In my capstone class for future secondary math teachers, I ask my students to come up with ideas for *engaging* their students with different topics in the secondary mathematics curriculum. In other words, the point of the assignment was not to devise a full-blown lesson plan on this topic. Instead, I asked my students to think about three different ways of getting their students interested in the topic in the first place.

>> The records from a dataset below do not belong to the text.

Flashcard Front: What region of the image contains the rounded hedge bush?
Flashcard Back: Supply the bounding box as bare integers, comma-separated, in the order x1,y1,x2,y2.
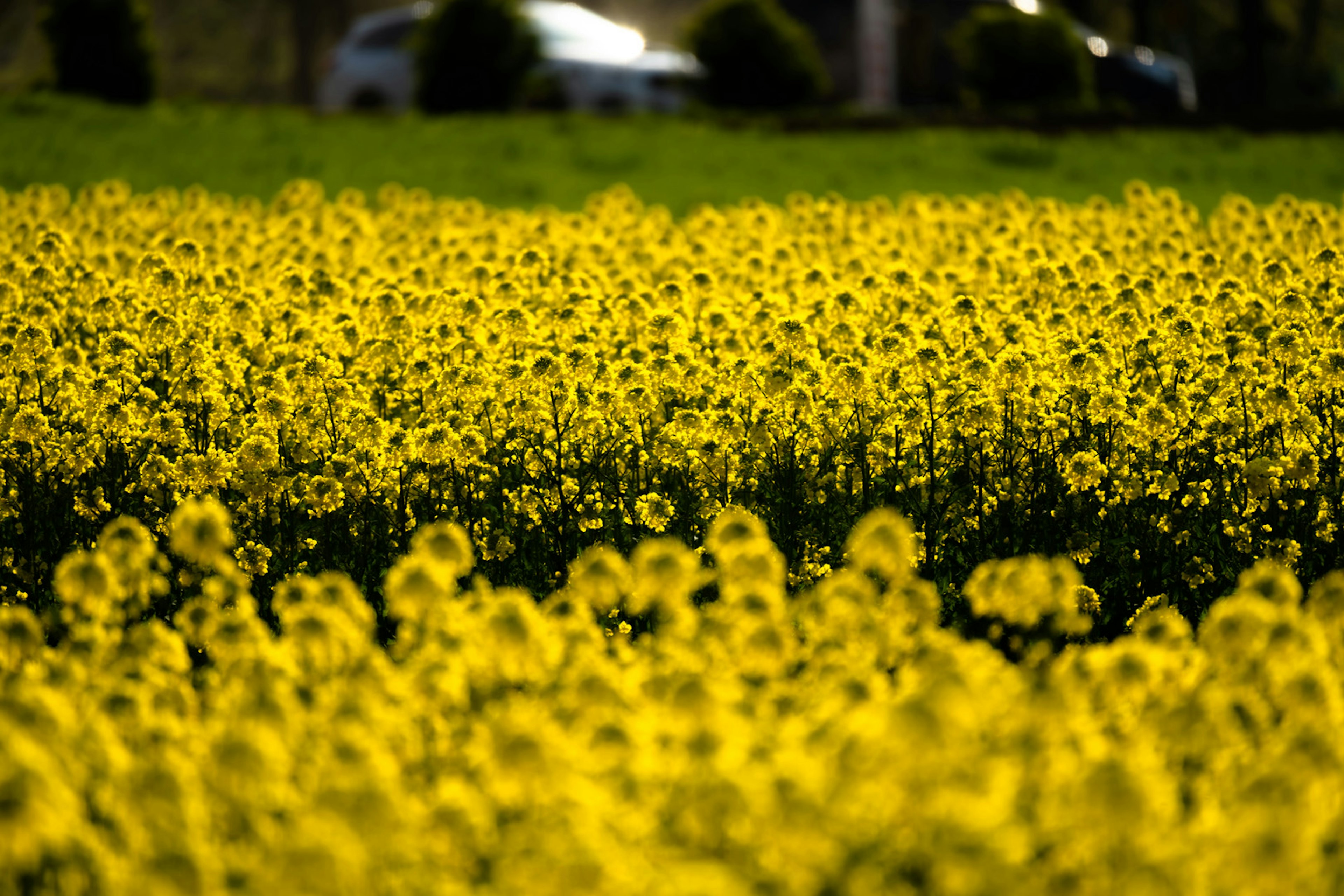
42,0,157,105
415,0,542,113
949,5,1096,109
685,0,831,109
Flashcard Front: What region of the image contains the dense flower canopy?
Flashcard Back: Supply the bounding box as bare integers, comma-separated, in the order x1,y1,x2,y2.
0,181,1344,638
0,181,1344,896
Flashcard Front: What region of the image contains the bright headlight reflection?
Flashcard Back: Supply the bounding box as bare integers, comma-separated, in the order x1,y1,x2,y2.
523,0,644,64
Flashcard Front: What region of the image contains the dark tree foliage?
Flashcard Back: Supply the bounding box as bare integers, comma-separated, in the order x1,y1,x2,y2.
416,0,542,113
949,5,1096,107
685,0,829,109
42,0,157,105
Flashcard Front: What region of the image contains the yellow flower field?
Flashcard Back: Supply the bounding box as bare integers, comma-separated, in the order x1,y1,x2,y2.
0,181,1344,896
8,498,1344,896
0,181,1344,639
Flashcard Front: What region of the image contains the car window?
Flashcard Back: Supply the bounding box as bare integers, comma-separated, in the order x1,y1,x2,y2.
523,0,644,62
359,20,415,50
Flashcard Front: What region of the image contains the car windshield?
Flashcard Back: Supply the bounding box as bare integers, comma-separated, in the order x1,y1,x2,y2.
523,0,644,64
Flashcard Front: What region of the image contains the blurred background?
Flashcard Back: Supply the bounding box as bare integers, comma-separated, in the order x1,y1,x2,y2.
0,0,1344,118
0,0,1344,214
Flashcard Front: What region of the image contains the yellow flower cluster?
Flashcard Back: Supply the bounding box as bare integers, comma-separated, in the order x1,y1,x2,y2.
0,500,1344,896
0,181,1344,639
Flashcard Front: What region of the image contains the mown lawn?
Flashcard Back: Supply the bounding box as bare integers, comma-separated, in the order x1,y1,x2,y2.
0,96,1344,214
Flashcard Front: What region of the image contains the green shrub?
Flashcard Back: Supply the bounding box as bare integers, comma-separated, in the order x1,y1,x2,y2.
687,0,829,109
42,0,156,105
415,0,542,113
949,5,1096,109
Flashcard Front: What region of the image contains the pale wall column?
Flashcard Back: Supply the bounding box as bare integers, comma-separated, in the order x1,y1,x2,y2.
855,0,896,112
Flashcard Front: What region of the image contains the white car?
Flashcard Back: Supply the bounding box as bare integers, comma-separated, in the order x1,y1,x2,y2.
317,0,700,112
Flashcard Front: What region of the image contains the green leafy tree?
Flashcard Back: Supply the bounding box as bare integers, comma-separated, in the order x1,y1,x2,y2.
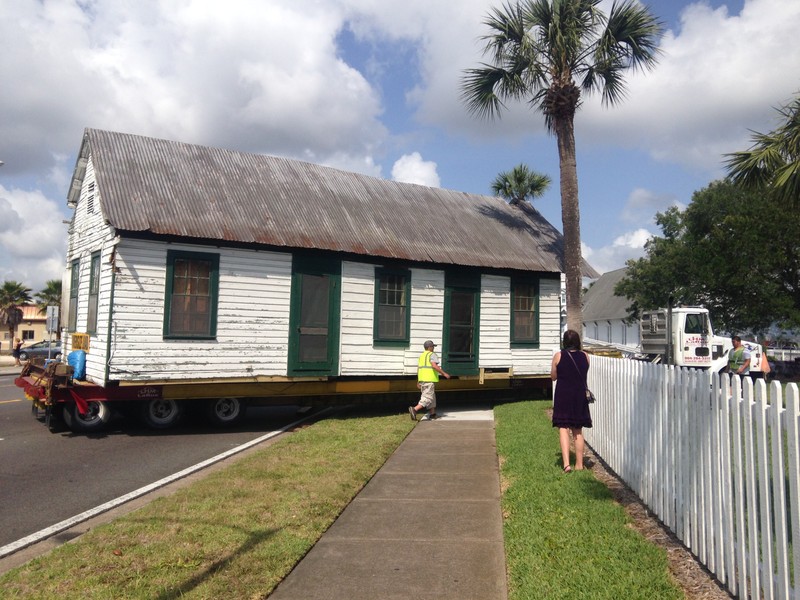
36,279,61,337
492,164,550,206
0,281,31,340
462,0,663,331
614,181,800,333
36,279,61,314
726,96,800,208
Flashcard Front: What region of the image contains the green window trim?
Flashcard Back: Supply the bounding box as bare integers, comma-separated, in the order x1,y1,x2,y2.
372,267,411,348
67,258,81,333
86,252,100,334
510,277,541,348
164,250,219,340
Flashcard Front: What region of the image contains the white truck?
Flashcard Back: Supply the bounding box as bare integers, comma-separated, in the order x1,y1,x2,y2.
640,306,765,376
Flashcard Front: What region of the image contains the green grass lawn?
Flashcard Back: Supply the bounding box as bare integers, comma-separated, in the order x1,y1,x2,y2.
495,401,683,600
0,401,682,600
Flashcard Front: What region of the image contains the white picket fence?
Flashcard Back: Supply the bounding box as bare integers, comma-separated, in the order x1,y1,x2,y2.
584,356,800,600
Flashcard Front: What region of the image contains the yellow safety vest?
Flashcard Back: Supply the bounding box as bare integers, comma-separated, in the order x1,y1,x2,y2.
417,350,439,383
728,346,744,373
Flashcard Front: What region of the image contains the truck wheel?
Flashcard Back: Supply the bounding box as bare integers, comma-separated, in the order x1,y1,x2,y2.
206,398,247,427
64,400,111,433
142,398,183,429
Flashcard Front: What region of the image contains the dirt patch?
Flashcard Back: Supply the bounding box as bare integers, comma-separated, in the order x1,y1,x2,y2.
548,411,734,600
586,448,733,600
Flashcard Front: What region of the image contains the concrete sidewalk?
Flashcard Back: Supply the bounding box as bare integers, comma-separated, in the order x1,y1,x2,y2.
269,405,508,600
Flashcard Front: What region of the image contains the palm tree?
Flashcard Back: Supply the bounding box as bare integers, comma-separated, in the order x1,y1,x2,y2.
36,279,61,338
726,96,800,206
0,281,31,344
492,164,550,206
462,0,663,331
36,279,61,314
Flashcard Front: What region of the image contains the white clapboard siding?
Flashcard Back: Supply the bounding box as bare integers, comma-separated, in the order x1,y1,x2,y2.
404,269,447,375
340,261,406,375
584,356,800,600
66,158,115,381
104,239,291,381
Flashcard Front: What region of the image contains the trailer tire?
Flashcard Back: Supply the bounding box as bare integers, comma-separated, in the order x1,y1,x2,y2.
205,398,247,427
64,400,111,433
141,398,183,429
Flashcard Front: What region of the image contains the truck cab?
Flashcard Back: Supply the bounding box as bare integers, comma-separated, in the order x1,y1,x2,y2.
640,306,763,372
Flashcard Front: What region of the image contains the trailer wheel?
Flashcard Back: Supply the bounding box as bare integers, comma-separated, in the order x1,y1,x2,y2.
64,400,111,433
142,398,183,429
206,398,247,427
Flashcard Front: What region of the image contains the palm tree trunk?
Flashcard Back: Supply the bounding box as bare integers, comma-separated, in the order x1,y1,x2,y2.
554,117,583,334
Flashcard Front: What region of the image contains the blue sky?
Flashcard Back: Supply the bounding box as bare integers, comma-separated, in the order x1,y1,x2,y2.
0,0,800,291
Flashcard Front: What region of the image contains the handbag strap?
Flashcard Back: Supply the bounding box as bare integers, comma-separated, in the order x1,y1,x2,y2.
562,350,589,391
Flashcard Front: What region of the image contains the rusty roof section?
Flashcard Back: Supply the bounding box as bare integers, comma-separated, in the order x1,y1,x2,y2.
81,129,597,277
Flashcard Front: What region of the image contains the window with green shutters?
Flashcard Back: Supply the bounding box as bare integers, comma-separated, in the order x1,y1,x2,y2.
373,269,411,346
67,259,81,331
511,279,539,347
164,250,219,339
86,252,100,333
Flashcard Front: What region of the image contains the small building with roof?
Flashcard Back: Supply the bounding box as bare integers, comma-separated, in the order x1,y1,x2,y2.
583,267,641,352
62,129,597,414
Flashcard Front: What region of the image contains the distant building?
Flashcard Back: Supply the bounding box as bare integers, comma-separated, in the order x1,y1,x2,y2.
583,268,641,351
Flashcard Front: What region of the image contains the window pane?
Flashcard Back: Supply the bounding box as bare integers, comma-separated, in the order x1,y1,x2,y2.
170,258,212,336
376,273,408,340
512,283,538,342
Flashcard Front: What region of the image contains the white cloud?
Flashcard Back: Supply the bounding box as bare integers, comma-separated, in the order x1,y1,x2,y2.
583,229,653,274
576,0,800,171
620,188,683,224
0,185,67,292
392,152,441,187
0,0,387,177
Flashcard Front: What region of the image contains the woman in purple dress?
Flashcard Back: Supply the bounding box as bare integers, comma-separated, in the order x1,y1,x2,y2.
550,329,592,473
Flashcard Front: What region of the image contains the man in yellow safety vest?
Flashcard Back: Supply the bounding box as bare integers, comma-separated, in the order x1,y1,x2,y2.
408,340,450,421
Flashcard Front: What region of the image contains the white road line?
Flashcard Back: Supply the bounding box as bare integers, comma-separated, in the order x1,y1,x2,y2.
0,411,326,558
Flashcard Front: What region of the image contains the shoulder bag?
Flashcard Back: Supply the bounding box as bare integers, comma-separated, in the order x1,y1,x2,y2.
562,350,595,404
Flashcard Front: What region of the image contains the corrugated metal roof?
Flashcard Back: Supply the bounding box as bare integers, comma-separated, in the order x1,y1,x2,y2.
582,268,631,323
81,129,597,277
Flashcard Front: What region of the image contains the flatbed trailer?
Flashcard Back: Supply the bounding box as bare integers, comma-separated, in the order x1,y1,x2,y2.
15,359,551,433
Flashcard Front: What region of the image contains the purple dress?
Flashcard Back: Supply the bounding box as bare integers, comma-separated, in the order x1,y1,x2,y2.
553,350,592,429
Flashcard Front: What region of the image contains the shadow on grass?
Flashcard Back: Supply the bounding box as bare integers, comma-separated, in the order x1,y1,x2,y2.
154,529,278,600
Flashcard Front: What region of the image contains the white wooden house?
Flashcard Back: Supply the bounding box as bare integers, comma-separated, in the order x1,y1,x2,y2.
63,129,596,400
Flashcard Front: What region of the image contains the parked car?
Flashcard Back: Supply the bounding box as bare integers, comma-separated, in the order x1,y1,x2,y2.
19,340,61,360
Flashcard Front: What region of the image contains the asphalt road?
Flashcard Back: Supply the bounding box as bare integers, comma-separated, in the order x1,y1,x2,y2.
0,376,306,546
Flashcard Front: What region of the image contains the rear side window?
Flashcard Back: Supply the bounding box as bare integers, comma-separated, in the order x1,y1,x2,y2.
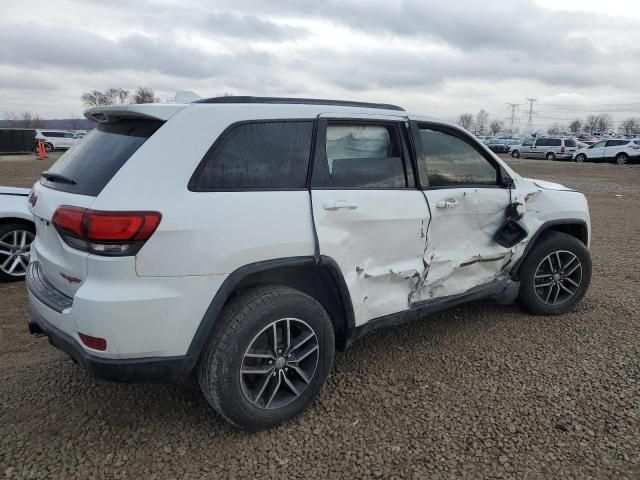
313,122,407,188
40,120,163,197
189,121,313,192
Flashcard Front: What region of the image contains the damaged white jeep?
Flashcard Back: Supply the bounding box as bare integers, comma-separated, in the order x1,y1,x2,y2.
27,97,591,430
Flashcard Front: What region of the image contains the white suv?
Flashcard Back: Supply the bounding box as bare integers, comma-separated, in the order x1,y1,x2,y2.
27,97,591,430
573,138,640,165
36,130,80,152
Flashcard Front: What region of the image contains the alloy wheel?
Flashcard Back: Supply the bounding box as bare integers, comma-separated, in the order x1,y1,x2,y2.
240,318,320,409
533,250,582,305
0,230,34,277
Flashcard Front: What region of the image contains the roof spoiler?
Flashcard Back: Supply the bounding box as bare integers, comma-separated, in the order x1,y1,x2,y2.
84,103,187,123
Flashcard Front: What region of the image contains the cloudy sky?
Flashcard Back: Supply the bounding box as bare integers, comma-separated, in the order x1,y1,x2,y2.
0,0,640,128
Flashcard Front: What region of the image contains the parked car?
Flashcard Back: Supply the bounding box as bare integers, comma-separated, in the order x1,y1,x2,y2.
0,187,35,282
487,138,509,153
36,130,80,152
573,138,640,165
511,137,577,160
27,97,591,430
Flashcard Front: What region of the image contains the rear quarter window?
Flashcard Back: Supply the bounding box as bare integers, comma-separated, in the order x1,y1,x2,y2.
189,120,313,192
40,120,164,197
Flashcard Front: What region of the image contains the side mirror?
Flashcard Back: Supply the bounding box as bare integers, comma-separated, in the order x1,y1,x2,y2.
500,166,515,188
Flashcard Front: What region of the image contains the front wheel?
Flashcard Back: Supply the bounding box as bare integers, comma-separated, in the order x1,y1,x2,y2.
616,153,629,165
0,223,36,282
198,286,335,431
519,232,591,315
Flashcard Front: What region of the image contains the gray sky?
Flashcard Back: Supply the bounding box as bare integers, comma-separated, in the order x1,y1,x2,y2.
0,0,640,128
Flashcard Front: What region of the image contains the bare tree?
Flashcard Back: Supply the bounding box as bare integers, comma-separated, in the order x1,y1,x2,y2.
547,123,564,135
456,113,473,131
596,113,613,132
584,115,598,133
5,112,45,128
569,118,582,133
131,87,160,103
619,117,640,135
476,109,489,135
489,120,504,135
80,88,129,107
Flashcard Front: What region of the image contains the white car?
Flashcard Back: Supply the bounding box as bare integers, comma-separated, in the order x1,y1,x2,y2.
36,130,80,152
27,97,591,430
573,138,640,165
0,187,35,282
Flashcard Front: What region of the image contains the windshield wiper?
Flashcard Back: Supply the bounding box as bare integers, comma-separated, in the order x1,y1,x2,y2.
40,171,76,185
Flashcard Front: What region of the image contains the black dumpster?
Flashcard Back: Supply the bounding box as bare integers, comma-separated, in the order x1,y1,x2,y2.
0,128,36,154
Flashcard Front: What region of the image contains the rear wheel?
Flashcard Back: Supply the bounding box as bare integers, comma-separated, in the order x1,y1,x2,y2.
198,286,335,431
0,223,35,282
519,232,591,315
616,153,629,165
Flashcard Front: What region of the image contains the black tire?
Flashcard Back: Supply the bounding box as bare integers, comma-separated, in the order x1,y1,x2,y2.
0,222,36,283
198,285,335,431
519,232,591,315
616,153,629,165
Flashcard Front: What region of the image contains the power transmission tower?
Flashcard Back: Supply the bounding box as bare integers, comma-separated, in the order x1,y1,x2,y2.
507,103,520,134
527,98,538,134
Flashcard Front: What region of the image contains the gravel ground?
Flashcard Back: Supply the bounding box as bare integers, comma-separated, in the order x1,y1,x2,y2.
0,160,640,479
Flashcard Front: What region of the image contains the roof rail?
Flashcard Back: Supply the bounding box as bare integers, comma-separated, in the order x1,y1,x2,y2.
193,95,404,112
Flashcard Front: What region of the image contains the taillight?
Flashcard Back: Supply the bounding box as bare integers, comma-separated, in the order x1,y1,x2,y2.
52,206,162,256
78,333,107,352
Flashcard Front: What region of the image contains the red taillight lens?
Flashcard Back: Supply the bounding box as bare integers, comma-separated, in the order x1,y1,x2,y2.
78,333,107,352
52,206,162,256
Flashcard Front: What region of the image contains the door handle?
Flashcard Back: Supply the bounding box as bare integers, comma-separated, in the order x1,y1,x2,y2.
322,200,358,210
436,198,458,208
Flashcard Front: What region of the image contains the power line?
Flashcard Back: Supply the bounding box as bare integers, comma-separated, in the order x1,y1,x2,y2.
526,97,538,133
507,103,520,133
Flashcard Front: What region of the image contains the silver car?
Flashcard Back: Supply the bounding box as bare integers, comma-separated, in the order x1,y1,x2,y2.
510,137,578,160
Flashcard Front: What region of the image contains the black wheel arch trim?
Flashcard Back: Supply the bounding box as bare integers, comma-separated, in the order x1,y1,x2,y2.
186,255,355,370
511,218,589,280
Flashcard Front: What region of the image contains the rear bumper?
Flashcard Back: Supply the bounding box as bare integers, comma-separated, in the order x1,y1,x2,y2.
29,309,194,383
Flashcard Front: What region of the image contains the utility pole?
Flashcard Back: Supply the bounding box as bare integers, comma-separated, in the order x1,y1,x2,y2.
507,103,520,135
527,98,538,134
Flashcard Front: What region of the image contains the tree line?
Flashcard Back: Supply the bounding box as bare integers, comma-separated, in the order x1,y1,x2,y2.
456,110,640,135
457,110,504,135
80,87,160,107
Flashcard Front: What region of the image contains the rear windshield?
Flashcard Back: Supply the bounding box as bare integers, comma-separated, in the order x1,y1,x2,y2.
40,120,163,197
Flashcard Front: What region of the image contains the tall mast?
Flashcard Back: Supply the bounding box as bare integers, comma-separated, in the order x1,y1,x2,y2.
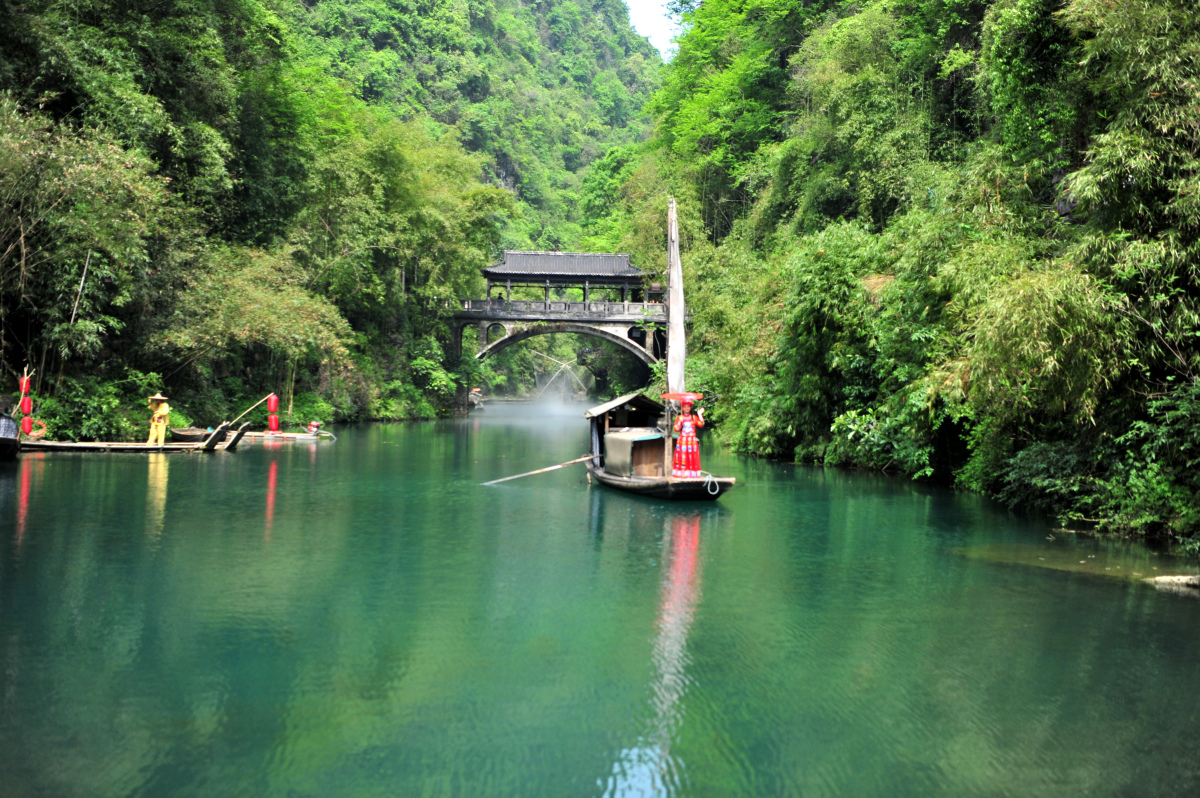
667,199,688,394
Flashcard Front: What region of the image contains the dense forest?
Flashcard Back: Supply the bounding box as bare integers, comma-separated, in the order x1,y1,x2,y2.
0,0,661,438
583,0,1200,542
0,0,1200,551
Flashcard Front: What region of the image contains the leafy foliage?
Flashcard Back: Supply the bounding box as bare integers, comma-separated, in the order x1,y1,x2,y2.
600,0,1200,546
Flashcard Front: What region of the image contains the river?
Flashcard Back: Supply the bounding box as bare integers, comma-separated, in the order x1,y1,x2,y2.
0,406,1200,798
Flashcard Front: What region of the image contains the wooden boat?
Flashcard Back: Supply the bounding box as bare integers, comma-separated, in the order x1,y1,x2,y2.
20,422,241,455
170,427,228,443
583,394,737,502
583,199,737,502
0,413,20,460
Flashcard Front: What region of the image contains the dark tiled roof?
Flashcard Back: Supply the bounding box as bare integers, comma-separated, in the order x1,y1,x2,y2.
484,255,642,280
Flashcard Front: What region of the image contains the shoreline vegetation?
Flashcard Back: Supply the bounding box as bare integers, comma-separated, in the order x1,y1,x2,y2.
0,0,1200,554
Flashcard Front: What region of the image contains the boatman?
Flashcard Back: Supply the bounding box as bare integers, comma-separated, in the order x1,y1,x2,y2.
672,394,704,476
146,394,170,446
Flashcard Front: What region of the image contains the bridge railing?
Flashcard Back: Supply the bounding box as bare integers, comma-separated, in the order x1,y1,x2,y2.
461,299,666,317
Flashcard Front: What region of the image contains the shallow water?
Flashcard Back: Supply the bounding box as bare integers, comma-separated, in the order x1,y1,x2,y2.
0,407,1200,797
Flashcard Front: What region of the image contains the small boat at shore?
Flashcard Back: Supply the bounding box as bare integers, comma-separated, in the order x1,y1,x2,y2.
246,430,337,443
170,427,229,443
583,394,737,502
20,421,250,455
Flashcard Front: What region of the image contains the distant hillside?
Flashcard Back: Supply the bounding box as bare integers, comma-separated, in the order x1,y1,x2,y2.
294,0,661,250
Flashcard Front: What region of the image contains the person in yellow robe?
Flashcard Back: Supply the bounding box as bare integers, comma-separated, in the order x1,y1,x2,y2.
146,394,170,446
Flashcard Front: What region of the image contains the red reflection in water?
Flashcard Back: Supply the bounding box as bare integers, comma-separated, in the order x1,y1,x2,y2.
17,457,34,548
654,515,700,757
263,460,280,540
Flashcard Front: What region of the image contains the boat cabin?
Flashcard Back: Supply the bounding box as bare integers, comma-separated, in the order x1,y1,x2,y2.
583,394,672,476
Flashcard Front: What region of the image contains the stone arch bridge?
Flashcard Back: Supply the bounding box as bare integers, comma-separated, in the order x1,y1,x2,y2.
454,251,667,365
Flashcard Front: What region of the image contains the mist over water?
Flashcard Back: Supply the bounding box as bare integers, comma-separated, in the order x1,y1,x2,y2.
0,412,1200,797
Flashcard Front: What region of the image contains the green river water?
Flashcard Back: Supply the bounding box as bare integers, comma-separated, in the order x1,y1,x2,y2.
0,407,1200,798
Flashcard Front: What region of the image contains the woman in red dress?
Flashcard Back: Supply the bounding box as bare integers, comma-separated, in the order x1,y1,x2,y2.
671,398,704,476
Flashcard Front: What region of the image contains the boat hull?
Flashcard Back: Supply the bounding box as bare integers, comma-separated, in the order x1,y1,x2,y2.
246,432,322,443
587,462,737,502
170,427,228,443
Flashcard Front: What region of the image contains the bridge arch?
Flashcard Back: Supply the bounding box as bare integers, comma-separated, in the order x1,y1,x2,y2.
475,322,658,366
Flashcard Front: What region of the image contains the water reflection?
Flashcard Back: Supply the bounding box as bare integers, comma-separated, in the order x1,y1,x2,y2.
146,451,170,540
17,454,43,548
605,512,701,797
263,460,280,540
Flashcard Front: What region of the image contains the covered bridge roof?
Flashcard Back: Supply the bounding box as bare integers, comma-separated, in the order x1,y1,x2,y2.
484,250,642,284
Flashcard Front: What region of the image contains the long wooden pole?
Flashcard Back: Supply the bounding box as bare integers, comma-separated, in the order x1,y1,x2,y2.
484,455,594,485
667,199,688,394
71,250,91,324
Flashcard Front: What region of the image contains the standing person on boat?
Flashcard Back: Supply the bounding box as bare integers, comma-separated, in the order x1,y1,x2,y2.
671,394,704,476
146,394,170,446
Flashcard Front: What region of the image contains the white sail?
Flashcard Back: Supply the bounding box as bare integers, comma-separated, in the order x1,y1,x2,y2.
667,199,688,394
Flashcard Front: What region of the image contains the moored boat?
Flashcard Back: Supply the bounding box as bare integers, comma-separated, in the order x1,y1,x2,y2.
583,394,737,502
170,427,229,443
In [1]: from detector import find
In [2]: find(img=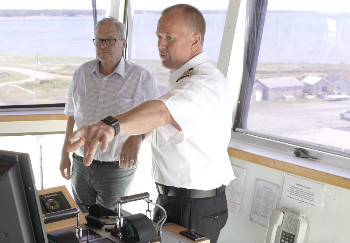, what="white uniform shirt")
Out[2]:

I plan to share some of the best of these ideas on this blog (after asking my students’ permission, of course).

This student submission comes from my former student Brianna Horwedel. Her topic: working with the half-life of a radioactive element.

How can this topic be used in your students’ future courses in mathematics or science?

Half-Life of radioactive elements in Pre-calculus is generally used when introducing exponential decay. However, its main application is in the field of Chemistry and Archeology. If students go on to take any type of chemistry, they will definitely learn more about the half-life of radioactive elements and how long it takes to get rid of certain nuclear elements. The half-life of Carbon-14 is especially important in Archeology. Carbon-14 dating is a method used to determine the age of archeological artifacts of a biological origin using the half-life of Carbon-14. This process can date bone, wood, cloth, plant fibers, and more that are up to 50,000 years old. The way it works is as follows: as soon as a living organism dies, it stops taking in new carbon. The ratio of carbon-12 to carbon-14 is the same as every living thing. However, when an organism dies, the carbon-14 starts decaying with its half-life of 5,700 years. The carbon-12 does not decay. When an organism is found, they look at the ratio of carbon-12 to carbon-14 to determine the age based on the half-life of carbon-14.

How could you as a teacher create an activity or project that involves your topic?

I think this topic lends itself nicely to a project. Firstly, I would come up with several half-lives and place them in a bowl. Each student would pick a half-life and have to make up an element. Using poster-board, they would give a brief description of what their element is and then create a graph illustrating their particular half-life. They would then present it to the class explaining how they graphed their line and what equation they used. They could also include a table of input and output values. This would be a great refresher on graphing exponential decays along with allowing a little creativity. I think the students would have a lot of fun with this type of project.

How can technology be used to effectively engage students with this topic?

I found this really great web-site (https://jeopardylabs.com/play/exponential-growth-decay) that has an exponential growth and decay form of Jeopardy. It allows you to pick how many teams there are and then it sets up a Jeopardy board. This would be a really fun way to review at the end of a unit over exponential growth and decay. To make the students more engaged, I would offer extra credit to the team with the highest score at the end. Because it is in a game form, students are more likely to pay attention to this type of review.